There’s no indication that Archer contacted anyone else who liked the post. In the phone call audio, Kohen repeatedly asks why he alone was targeted, and Archer answers that it’s because he’s a professor.

In an email to HuffPost on Thursday, Archer said the audio Kohen released only represented a small portion of their full conversation.

“In his Twitter post, the professor appears to have redacted large parts of our conversation, since it was 45 minutes long,” Archer wrote. ”[Kohen] followed up with a lengthy thank you note from him looking forward to future opportunities for dialogue and mutual collaboration.”

Numerous other questions HuffPost sent to Archer went unanswered.

Kohen said he did indeed send a thank you email and “also asked why people in positions of authority are using that authority to try and intimidate people.” He said he plans to release the full audio of the conversation soon.

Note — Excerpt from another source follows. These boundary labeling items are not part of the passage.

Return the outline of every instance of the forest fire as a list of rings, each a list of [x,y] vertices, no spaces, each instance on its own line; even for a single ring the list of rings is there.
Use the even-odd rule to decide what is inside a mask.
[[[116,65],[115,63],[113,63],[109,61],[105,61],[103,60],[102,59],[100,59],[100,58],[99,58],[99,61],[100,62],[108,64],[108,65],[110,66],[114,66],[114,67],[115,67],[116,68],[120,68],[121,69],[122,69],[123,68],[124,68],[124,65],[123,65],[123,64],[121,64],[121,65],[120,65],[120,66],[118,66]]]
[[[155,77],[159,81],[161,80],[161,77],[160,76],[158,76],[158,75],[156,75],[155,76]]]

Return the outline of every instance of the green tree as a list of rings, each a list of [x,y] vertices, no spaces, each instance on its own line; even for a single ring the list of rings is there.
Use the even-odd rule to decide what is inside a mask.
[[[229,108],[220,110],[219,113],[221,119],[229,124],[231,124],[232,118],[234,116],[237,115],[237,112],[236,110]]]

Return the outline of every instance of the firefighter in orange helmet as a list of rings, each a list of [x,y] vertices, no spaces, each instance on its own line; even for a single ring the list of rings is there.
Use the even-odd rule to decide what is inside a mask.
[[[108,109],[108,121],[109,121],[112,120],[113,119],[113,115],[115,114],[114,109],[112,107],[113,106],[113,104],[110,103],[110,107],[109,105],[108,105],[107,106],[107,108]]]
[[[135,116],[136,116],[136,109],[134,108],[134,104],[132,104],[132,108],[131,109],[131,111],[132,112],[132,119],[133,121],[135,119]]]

Smear campaigns over polarizing social media posts have been a permanent feature of the current political landscape, but the right has been particularly successful in getting opponents ― big and small ― fired or otherwise disparaged for their past social media activity.

Late last year, MSNBC fired and then rehired its contributor Sam Seder after Pizzagate conspiracy theorist Mike Cernovich surfaced an off-color Roman Polanski joke he’d tweeted almost a decade prior. Right-wing trolls also went after journalist Sarah Jeong, surfacing old tweets of hers after she joined The New York Times editorial board.

Local conservative politicians in Nebraska have had some success in going after the University of Nebraska-Lincoln, too. State senators Steve Halloran, Tom Brewer and Steve Erdman assisted in getting a graduate student fired over a confrontation with a member of the conservative student group Turning Point USA. The national drama that ensued from the initially minor kerfuffle was featured in an episode of “This American Life.”